Swimming and diving prepares for season with out-of-water workouts


    The TCU swimming and diving team opened its season today at the University of North Texas, but when the Horned Frogs hit the water against the Mean Green, they put more than just their in-pool training to the test.

    The Horned Frogs also showcased the benefit of weeks of workouts executed outside the water.

    The team practices three days a week inside the Sam Baugh Indoor Practice Facility, a massive building adjacent to Daniel-Meyer Coliseum with an artificial turf field that is usually used by the football team.

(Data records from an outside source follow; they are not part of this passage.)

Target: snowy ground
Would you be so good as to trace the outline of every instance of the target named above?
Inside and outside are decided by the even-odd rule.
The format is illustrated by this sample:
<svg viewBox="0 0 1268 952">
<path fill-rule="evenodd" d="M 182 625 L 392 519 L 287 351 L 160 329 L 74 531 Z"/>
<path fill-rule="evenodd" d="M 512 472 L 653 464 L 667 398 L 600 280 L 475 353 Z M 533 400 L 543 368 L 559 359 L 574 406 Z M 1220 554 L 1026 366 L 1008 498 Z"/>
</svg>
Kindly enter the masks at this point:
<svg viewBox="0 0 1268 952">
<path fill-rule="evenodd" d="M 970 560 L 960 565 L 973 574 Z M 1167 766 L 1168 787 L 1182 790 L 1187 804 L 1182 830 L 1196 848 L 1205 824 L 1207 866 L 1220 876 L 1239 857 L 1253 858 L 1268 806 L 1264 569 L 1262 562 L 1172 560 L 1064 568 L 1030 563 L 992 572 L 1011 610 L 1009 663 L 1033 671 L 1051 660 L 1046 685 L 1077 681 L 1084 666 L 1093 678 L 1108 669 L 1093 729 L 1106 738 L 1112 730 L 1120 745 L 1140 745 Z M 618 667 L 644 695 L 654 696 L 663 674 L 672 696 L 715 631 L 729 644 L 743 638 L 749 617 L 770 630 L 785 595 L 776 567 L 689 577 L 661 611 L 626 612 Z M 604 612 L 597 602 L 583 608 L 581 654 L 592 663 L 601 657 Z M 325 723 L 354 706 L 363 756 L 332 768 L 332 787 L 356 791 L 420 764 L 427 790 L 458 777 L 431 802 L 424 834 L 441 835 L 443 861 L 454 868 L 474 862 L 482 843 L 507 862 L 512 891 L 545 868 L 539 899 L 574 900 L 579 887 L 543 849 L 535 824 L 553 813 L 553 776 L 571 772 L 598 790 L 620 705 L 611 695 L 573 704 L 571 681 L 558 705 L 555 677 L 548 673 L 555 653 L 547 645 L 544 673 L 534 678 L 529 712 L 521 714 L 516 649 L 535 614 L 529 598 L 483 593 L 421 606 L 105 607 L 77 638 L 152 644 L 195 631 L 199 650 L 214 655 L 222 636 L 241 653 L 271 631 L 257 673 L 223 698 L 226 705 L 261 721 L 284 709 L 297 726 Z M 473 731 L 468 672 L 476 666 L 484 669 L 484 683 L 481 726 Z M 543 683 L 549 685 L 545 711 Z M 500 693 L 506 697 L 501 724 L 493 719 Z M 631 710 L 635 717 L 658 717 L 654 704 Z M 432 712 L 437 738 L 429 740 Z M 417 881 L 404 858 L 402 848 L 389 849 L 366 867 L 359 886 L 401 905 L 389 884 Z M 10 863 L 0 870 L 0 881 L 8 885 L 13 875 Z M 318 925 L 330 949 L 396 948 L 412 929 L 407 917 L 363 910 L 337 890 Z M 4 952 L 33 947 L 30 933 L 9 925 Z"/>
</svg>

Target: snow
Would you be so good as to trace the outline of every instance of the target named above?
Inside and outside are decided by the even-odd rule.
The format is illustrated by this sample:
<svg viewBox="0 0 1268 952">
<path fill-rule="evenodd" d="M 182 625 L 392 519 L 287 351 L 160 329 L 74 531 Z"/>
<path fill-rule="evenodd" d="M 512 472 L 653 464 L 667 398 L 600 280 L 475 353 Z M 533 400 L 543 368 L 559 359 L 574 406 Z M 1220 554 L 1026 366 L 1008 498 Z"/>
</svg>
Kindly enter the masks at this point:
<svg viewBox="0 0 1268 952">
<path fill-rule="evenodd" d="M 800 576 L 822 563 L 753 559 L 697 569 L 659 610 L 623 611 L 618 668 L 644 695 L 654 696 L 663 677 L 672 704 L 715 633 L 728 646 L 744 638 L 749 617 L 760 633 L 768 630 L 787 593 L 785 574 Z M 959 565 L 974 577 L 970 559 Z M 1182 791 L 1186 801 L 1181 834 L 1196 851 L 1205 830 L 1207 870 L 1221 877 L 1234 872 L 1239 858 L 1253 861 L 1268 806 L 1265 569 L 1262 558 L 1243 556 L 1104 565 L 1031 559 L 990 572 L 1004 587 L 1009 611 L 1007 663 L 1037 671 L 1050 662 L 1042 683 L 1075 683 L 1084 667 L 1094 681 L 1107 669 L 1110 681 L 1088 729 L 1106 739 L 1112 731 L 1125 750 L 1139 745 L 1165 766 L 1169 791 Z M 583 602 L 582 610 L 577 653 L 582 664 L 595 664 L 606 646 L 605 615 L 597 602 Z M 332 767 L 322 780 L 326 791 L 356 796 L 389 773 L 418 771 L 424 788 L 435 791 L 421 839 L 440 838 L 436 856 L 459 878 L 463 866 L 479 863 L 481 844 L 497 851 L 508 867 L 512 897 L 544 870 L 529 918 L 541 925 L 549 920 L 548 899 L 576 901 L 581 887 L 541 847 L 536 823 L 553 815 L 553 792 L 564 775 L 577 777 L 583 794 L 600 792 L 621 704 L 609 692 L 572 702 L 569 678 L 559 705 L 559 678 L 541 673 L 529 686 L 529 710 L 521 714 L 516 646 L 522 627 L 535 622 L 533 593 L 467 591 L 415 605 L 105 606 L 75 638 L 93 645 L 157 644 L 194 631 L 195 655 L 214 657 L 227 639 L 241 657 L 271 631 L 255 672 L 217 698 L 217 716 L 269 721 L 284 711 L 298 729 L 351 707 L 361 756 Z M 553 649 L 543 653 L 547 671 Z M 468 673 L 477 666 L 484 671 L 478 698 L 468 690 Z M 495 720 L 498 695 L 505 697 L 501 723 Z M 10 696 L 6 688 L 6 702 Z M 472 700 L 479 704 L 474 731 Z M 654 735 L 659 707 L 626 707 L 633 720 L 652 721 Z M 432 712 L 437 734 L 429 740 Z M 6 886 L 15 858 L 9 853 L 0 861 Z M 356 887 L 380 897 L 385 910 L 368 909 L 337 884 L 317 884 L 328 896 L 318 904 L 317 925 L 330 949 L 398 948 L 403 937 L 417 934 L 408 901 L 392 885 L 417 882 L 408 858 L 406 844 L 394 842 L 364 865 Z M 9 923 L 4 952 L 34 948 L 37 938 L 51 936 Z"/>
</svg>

    But on Monday, Wednesday and Friday mornings, the swimming and diving team straggles into the facility around 6:15 a.m., when it is still dark outside.

    The team, under the direction of Assistant Strength and Conditioning Coach Todd Kensler, works through a variety of stretches, individual exercises and weight lifting routines. The goal is two-fold: to prevent injuries and to strengthen specific muscles that are key to success as a swimmer.

    “We do a lot of shoulder exercises, a lot of preventative exercises to strengthen the core,” assistant swimming and diving coach Andy Waeger said.

    “We’ll spend a lot of time doing movements we’d do in the water in the weight room, so when we get in the water, they translate into stronger swimmers,” he said.

    While the season begins this month, it extends well into the second semester. Building a base now is important, Waeger said.

    “Anything that we want to have really strong in February, we start working on in September and October,” he said.

    Sebastian Arispe, a senior long-distance swimmer, competes primarily in the 500-meter freestyle race.

    “We try to make similar movements to the ones we do in the water,” Arispe said. “And we try to implement as much power in the weight room as we can. If we’re doing pushups or pull-ups, we sometimes do it for time for as many reps as we can."

    It is also important for swimmers to build leg strength, Waeger said.

    Without much to push off of in the pool, the legs tend to get exhausted more quickly. Out-of-water exercises such as front squats and timed jumps combat this effect, senior freestyle sprinter Katelin Hatcher said.

    “I like to focus on my legs a lot because kicking is something really important to swimming, and it doesn’t always get a lot of attention,” Hatcher said.

    “When you get tired," she said, "your legs are usually the first things that goes."